Mastered by the infallible Dan Swanö. A PR email that rants about the loudness wars. A heartfelt, passionate declaration that they will NOT bow to the pressures of the industry, and dad-gummit they’re going to give us a sparkling recording with Full Dynamic Range. All this and more are promised from Monsterworks on their sixteenth (!) album, Scale and Probability. Forget the fact that I’d never heard of these guys before getting the promo, and that MarkZ had never heard of these guys before he got their promo two years ago, and that, while their Bandcamp page shows 11 albums, and their last promo said Black Swan Annihilation was their 13th album, yet somehow Scale and Probability is their 16th1. When you toss out PR bytes about DR and Swanö, I’m gonna be interested. I’m also going to be expecting results.

Sadly, the PR email is the best thing about Scale and Probability. Normally we write about the good stuff on an album before harping on the issues, but to hell with that. This album is off the rails in almost every way imaginable. Sure, the DR score is healthy (three songs are a 12, the other three are a 13), but it’s been done in completely the wrong way. As in, this album may have been well-mastered by Dan Swanö, but it was so horribly produced, engineered, and mixed that the mastering job is irrelevant. Every instrument sounds like it went straight through the signal chain with no manipulation whatsoever, and unless you’re the world’s greatest studio cats, everything needs to be touched up a bit. The best word to describe this album is “jarring.” Instruments, especially the drums, leap out of the soundfield at odd moments and with no musical reason, scaring the hell out of the listener. When you don’t at least use limiters, or mild compression, on instruments, but just dump straight to tape, it’s going to sound horrible, and that’s what we’ve got here.

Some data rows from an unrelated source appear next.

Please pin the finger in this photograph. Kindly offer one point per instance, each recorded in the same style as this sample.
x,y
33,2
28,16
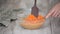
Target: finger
x,y
55,13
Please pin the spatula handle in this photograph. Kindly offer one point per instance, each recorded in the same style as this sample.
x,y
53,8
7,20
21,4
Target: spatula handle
x,y
35,3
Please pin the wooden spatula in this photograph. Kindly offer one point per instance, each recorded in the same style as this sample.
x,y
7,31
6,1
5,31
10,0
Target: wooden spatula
x,y
35,10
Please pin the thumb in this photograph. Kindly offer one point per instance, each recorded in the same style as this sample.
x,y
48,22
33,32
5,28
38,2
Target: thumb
x,y
49,14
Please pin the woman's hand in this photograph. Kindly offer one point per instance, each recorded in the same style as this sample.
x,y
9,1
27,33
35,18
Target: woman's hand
x,y
54,12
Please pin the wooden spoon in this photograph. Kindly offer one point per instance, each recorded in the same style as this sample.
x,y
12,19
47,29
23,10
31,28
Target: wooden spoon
x,y
35,10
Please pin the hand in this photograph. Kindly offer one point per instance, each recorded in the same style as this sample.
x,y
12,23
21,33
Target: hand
x,y
54,12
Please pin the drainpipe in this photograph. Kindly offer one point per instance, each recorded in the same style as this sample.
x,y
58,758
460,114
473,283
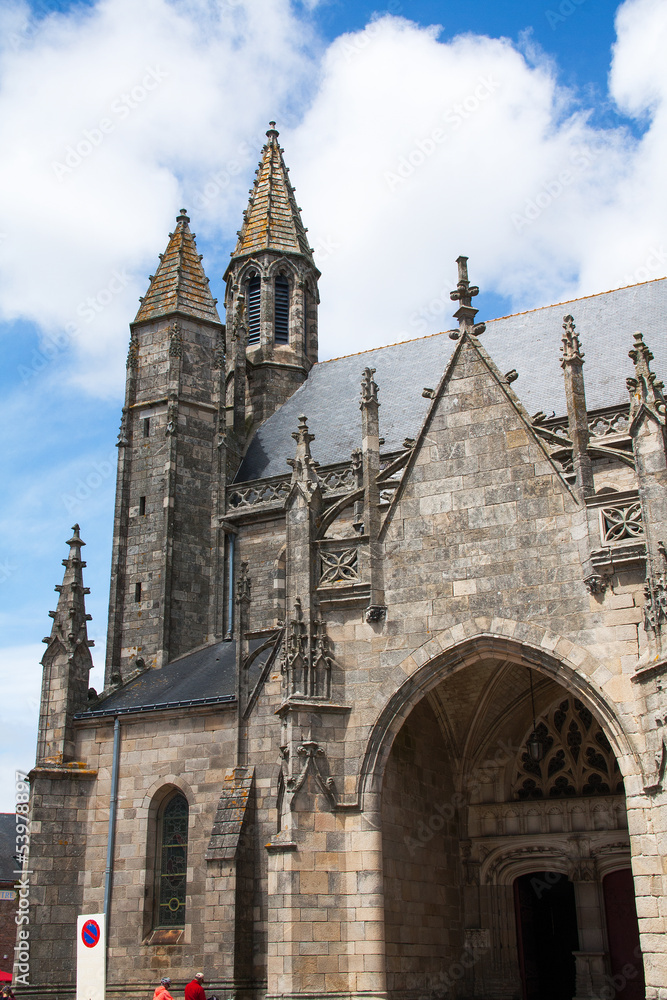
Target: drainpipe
x,y
230,587
113,802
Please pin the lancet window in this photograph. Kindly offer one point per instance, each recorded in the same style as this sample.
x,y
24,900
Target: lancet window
x,y
577,758
173,857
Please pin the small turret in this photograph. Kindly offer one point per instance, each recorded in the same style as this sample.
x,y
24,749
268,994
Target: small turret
x,y
66,663
273,273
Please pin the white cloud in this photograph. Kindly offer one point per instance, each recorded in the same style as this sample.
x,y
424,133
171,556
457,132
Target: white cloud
x,y
19,710
104,126
406,150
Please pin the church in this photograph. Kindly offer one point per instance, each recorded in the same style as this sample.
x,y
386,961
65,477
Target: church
x,y
384,711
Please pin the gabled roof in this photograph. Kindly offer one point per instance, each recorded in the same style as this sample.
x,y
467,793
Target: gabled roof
x,y
529,342
272,220
179,284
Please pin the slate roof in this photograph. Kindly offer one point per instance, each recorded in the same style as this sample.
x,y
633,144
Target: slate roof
x,y
179,284
205,676
272,220
529,342
7,847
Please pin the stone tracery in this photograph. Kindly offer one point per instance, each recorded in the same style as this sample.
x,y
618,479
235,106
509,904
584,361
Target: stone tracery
x,y
578,759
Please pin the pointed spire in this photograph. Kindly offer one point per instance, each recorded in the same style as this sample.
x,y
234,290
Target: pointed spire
x,y
179,284
272,220
646,393
570,343
70,618
464,293
303,465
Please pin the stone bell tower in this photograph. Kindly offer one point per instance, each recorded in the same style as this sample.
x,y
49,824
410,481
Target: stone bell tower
x,y
271,299
163,573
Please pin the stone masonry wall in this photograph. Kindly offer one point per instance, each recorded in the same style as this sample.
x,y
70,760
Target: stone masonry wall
x,y
421,877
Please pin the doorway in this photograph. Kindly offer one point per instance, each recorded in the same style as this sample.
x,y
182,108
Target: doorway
x,y
547,935
625,957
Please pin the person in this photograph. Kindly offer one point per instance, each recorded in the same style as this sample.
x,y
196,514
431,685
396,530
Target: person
x,y
194,990
162,991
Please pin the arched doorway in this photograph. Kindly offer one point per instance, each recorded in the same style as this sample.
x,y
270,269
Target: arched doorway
x,y
547,935
468,812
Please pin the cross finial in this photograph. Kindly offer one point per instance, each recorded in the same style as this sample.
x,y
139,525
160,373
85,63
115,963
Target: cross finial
x,y
464,293
570,343
303,466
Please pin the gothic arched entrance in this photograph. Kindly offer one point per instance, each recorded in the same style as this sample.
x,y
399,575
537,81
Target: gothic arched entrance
x,y
498,773
547,935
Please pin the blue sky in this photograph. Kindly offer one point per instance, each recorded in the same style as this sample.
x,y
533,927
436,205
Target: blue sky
x,y
529,136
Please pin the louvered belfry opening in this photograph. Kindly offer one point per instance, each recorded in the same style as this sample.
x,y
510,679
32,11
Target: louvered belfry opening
x,y
254,286
281,314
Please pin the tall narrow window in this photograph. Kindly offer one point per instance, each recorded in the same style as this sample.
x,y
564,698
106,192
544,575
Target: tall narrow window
x,y
281,314
173,858
254,286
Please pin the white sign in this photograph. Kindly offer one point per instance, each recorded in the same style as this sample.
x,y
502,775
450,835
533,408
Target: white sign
x,y
90,957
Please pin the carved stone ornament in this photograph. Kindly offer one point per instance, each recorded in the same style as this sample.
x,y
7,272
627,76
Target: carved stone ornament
x,y
219,353
172,419
570,343
655,602
175,342
369,389
312,754
243,585
595,584
123,439
133,353
306,663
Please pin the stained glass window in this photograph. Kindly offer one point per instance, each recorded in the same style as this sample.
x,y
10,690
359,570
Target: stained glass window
x,y
173,863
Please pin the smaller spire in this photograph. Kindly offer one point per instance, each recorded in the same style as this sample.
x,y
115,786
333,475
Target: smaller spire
x,y
646,392
272,220
464,293
70,618
179,283
570,343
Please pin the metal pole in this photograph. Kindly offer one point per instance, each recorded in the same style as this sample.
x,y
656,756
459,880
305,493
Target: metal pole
x,y
230,586
113,802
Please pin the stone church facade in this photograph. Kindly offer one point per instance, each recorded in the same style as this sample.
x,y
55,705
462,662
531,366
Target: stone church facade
x,y
383,713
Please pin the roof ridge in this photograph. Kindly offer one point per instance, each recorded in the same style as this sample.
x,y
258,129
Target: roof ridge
x,y
524,312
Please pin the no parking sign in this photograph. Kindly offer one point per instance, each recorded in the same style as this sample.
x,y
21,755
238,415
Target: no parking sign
x,y
90,957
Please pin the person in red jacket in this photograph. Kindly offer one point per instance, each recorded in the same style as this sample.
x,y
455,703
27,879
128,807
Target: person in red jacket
x,y
194,990
162,991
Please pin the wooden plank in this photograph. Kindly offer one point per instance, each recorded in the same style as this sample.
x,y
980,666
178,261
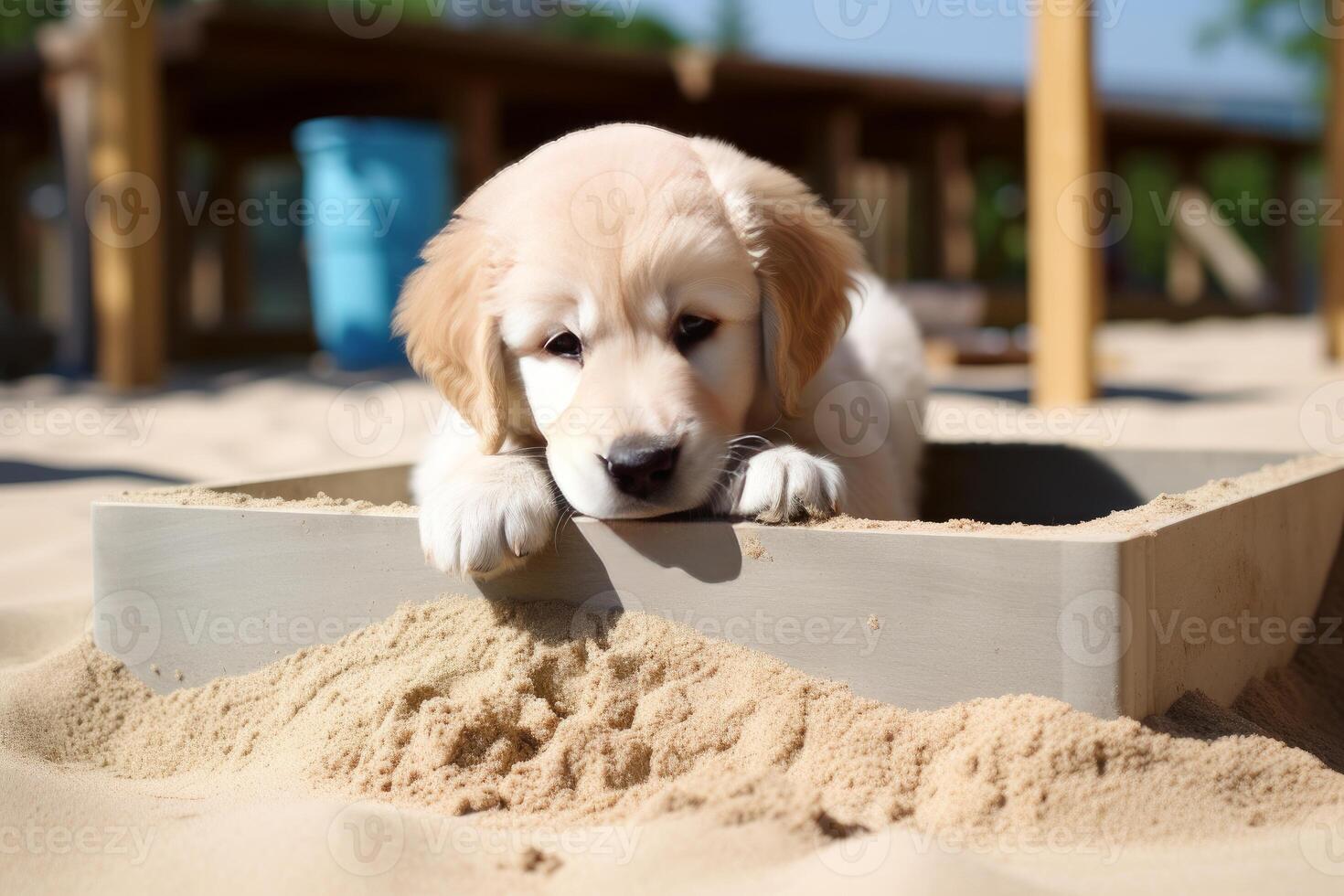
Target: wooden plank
x,y
1063,266
210,592
1234,590
126,203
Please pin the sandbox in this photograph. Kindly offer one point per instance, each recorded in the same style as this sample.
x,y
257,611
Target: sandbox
x,y
1112,579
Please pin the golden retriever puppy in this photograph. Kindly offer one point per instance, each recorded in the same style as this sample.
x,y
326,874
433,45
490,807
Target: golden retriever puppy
x,y
640,324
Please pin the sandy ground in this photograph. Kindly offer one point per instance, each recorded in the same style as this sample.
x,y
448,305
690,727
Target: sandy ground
x,y
1211,384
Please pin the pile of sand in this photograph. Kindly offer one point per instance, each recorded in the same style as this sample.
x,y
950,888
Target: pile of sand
x,y
528,713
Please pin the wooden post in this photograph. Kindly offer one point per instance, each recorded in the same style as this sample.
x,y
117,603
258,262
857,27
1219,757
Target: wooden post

What’s the music like, though? Monsterworks don’t easily fit within a single genre: their music has elements of thrash, doom, post-metal, classic metal, and death metal, all jumbled together in a manner that, if more time had been taken, might be appealing. As it stands, this is a very disjointed-sounding recording, perhaps due in part to the band working on the project via long distance. Vocals are all over the place, with death growls, weird shrieks, and not-quite-good harmonies causing confusion in my head. The drumming style makes no sense, with random toms blowing out an eardrum for no logical reason, and a snare that sounds like it was only mic’ed from beneath. The lack of recording prowess on the drums and vocals is staggering – just listen to “Cosmic Deadly Probe” for confirmation.

Not all is lost on Scale and Probability, and fans of the band and their unique style will probably still manage to enjoy this record. If (and this is a massive if) one can put aside the horrible production job, there are still some clever arrangements and interesting passages here. In particular, the guitar work on this album is quite outstanding, as is the bass playing. The vocals are half-baked, and the drumming is horrible, but the stringed instruments are really on point, and if I focus hard on them throughout then I don’t get quite so irritated by everything else. The songs themselves are rather odd, as is Monsterworks’ style, but the closing track “Ockham’s Razor” does show promise beneath the horrendous non-production, and “The Revea” is also a gem of a song obscured by all the issues.

Listen, I hate shitting on a record as much as the next guy. And judging from Black Swan Annihilation, their only past music I became familiar with, Monsterworks are capable of much more. That, and the fact that by all accounts the band are decent enough blokes, makes me feel bad about the grade, but no matter how much I listened to Scale and Probability I just couldn’t find enough redeeming qualities. I suppose when you put out an album per year you won’t always hit the mark, and in this case the band has definitely missed. Word is they are already working on a couple of follow-up albums, so here’s to hoping they maintain their commitment to dynamics while also giving us an overall better recording.


Rating: 1.5/5.0
DR: 12 | Format Reviewed: 320 kbps mp3
Label: Eat Lead and Die Music
Websites: monsterworks.bandcamp.com | facebook.com/monsterworks/
Releases Worldwide: May 4th, 2018

Show 1 footnote

  1. From their Bandcamp, it looks like Alternatum came out last year, but still the math doesn’t add up.